After 20 years of trying unsuccessfully to get her screenplays made, Julie Delpy finally got her chance to direct “2 Days in Paris” by tricking her financiers into thinking it was a romantic comedy about a French woman and an American man in Paris.
It’s actually the romance from hell — which makes it so much more interesting.
“2 Days in Paris” may seem familiar, with its manic, walking-and-talking rhythms reminiscent of Woody Allen and Diane Keaton in the 1970s. But you never know where it’s going, which is one of the film’s greatest pleasures.
The other is the longtime actress’ way with dialogue — it’s raw and real, bitingly funny and blissfully unsentimental. She was, after all, nominated for an Oscar alongside Ethan Hawke and Richard Linklater for writing “Before Sunset.” Here, she explores the complexities of male-female relationships again with a couple that’s at their make-or-break point after two years.
Delpy is radiantly lovely as Marion, a ditzy Parisian photographer who brings her longtime boyfriend, Jack (Adam Goldberg), a neurotic interior designer, home to see her parents for a couple of days on the way back to New York from a European vacation. (Delpy’s parents, actors Marie Pillet and Albert Delpy, play her mom and dad.)

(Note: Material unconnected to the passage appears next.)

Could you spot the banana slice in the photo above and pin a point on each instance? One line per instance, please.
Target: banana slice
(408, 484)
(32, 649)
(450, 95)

Everything slowly, painfully goes wrong, from the way her cramped apartment smells to the language barrier that isolates Jack to the old boyfriends of Marion’s they run into, who serve as a simmering source of jealousy and insecurity.
Through small details in the things they say and the way they react to one another, you learn so much about these people in an incredibly short amount of time. Jack and Marion may feel like types you think you know — he’s freaked out about germs and his sexual performance, she’s blithely easygoing in nearly every situation — but they’re surprisingly well fleshed-out. Delpy wrote the role of Jack for Goldberg, an off-screen ex-boyfriend, and the two bounce off each other effortlessly.
After arriving by train (and purposely giving the wrong directions to a group of overfed American tourists), Jack follows Marion home to meet her wacky folks, Anna and Jeannot, who barely speak English and serve up a rabbit lunch that leaves Jack appalled. Then it’s off to a shocking exhibit at dad’s art gallery, followed by a party that makes Jack wonder just how many men in the room Marion has slept with.
Except for her blowup at a racist taxi driver, all these scenes play out with a deadpan absurdity. Clearly, Allen’s sense of humor is a source of inspiration here but Delpy also seems to draw just as much from Larry David and the straightforward, often cringe-inducing misery of “Curb Your Enthusiasm.”
The film can feel a bit scattered; it was shot in four weeks, often in guerrilla style, on the streets of Paris. But it is a grittier side of the city than you ordinarily see on screen, which is refreshing. Unlike “Paris Je T’aime,” it won’t inspire you to call your travel agent to book a trip anytime soon.